Recently the State of Maine sued a farmer from Blue Hill Maine. The farmer had been selling unlabeled, unlicensed raw milk at his farm stand under a town ordinance, the Local Food and Community Self Governance Ordinance. Under state law, however, the farmer could not sell his milk without a license and without labeling the raw milk as unpasteurized; he also could not operate a food establishment without a license. The farmer maintained that his sales were legal under the Blue Hill ordinance, which exempts local food vendors from state licensure and inspection, provided they sell their products directly to consumers.
The court recently ruled against the farmer, finding that he was not protected under the Blue Hill ordinance. The court reasoned that state dairy law pre-empted the local ordinance because the state laws in question were clearly designed to protect consumers from illness caused by improperly handled or unpasteurized milk. The court wrote that: “It is axiomatic that a municipality may only add to the requirements of the statute, it may not take away from those requirements unless permitted to do so otherwise.”

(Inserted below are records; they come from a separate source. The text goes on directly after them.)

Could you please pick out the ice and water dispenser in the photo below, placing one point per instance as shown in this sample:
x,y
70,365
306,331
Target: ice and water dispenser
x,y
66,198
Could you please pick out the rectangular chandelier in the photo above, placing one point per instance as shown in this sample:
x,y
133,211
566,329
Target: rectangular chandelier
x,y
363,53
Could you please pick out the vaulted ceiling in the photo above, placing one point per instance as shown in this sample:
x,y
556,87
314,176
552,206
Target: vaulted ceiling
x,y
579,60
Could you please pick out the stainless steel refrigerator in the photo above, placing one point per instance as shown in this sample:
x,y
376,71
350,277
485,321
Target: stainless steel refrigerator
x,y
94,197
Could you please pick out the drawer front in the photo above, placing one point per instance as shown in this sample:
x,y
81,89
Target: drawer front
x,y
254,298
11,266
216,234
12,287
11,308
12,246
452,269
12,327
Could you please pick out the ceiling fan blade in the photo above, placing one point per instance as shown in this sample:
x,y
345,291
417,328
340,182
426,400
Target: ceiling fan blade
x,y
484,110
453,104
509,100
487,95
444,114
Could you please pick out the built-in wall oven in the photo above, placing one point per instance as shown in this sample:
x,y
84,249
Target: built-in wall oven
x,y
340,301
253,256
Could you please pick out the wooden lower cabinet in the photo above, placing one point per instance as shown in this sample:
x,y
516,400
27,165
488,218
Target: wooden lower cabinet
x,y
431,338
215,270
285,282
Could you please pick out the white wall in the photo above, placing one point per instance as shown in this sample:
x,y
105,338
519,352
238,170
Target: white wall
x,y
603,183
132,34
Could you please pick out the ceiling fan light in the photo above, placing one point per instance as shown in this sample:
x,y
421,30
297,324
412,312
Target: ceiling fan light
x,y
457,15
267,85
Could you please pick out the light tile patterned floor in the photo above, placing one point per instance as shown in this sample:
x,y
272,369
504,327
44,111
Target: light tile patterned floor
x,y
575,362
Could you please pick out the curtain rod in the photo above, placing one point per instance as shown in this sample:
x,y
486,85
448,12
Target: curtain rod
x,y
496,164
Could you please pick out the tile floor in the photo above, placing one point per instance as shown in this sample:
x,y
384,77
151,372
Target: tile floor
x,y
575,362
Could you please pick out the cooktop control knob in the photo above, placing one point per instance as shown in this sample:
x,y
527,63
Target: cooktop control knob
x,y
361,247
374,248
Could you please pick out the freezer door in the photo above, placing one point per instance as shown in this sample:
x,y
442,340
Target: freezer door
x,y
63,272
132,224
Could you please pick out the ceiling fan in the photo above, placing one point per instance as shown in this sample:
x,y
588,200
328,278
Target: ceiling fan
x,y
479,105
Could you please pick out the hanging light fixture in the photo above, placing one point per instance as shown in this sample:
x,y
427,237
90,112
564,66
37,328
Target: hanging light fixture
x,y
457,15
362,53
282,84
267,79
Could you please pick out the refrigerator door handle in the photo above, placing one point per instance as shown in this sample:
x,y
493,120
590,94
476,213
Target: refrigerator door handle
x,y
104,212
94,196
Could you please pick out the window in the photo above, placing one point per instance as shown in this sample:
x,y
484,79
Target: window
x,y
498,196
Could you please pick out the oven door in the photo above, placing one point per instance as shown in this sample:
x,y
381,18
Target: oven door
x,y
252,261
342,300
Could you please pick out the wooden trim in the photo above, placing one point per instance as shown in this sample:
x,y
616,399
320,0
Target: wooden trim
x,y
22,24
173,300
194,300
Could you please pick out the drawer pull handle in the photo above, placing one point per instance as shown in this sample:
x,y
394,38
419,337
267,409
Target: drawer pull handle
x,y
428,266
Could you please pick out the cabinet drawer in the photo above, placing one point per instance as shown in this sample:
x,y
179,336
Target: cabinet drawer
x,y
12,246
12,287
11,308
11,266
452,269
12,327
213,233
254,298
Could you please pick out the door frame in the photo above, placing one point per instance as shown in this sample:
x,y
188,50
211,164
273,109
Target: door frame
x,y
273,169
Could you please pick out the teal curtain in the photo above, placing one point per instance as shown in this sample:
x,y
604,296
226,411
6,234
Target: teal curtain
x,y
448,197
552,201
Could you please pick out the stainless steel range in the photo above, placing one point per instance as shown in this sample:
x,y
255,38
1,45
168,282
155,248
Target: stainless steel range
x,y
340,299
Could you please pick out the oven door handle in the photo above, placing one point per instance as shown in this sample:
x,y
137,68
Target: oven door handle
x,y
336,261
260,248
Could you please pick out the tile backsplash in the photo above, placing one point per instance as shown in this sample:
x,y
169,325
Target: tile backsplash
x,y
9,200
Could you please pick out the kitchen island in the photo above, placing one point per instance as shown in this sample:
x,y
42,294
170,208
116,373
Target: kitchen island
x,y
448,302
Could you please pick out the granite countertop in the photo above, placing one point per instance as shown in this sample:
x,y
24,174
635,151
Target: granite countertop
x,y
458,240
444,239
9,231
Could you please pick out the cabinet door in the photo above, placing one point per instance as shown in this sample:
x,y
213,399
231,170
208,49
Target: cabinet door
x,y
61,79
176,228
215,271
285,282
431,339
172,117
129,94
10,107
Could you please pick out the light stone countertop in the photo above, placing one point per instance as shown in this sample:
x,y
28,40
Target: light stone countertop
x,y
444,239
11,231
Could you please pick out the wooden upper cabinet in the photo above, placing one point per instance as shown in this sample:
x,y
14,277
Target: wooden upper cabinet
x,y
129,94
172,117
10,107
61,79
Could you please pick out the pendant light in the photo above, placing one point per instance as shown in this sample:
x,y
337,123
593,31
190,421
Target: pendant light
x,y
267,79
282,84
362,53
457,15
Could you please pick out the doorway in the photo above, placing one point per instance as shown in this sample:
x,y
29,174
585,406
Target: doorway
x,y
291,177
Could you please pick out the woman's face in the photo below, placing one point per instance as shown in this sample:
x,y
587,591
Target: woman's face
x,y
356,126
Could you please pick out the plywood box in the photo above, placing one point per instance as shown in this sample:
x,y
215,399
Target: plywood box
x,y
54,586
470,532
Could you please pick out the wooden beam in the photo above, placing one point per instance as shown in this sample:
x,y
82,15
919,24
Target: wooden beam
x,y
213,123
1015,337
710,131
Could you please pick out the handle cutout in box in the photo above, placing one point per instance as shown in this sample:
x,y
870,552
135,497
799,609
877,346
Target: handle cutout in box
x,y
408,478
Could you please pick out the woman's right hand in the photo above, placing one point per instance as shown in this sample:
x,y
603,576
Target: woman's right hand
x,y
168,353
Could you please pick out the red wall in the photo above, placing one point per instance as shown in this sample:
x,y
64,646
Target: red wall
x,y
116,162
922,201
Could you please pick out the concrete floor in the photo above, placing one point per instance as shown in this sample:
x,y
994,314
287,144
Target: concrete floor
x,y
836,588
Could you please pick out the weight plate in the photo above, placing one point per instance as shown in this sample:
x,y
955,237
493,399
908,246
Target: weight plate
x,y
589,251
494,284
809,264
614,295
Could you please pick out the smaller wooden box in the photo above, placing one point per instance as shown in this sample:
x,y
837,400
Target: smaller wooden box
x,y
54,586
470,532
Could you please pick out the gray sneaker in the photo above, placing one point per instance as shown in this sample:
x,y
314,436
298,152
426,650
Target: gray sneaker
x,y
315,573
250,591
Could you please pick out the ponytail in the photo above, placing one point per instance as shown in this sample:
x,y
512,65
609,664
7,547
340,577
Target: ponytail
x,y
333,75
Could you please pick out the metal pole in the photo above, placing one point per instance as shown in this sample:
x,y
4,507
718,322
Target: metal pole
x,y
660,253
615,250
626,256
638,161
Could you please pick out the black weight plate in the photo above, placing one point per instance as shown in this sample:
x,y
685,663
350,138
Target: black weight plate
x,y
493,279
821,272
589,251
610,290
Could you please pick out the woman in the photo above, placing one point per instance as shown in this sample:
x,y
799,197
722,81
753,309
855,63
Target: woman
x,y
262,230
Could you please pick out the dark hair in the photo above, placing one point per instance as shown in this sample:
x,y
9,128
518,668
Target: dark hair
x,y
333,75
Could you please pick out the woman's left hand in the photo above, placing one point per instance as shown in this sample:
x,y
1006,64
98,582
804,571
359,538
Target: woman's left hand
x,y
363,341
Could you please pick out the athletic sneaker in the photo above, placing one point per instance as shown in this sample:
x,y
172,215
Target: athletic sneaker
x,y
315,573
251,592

The court’s ruling makes sense in terms of following constitutional law principles and the existing food safety legal regime. The bigger policy issue not addressed by the legal decision is whether the current food safety regulatory structure is one that prices small scale farmers focused on local markets out of business. We think this is an important issue to address and are actively working on it as part of CLF’s Farm and Food Initiative.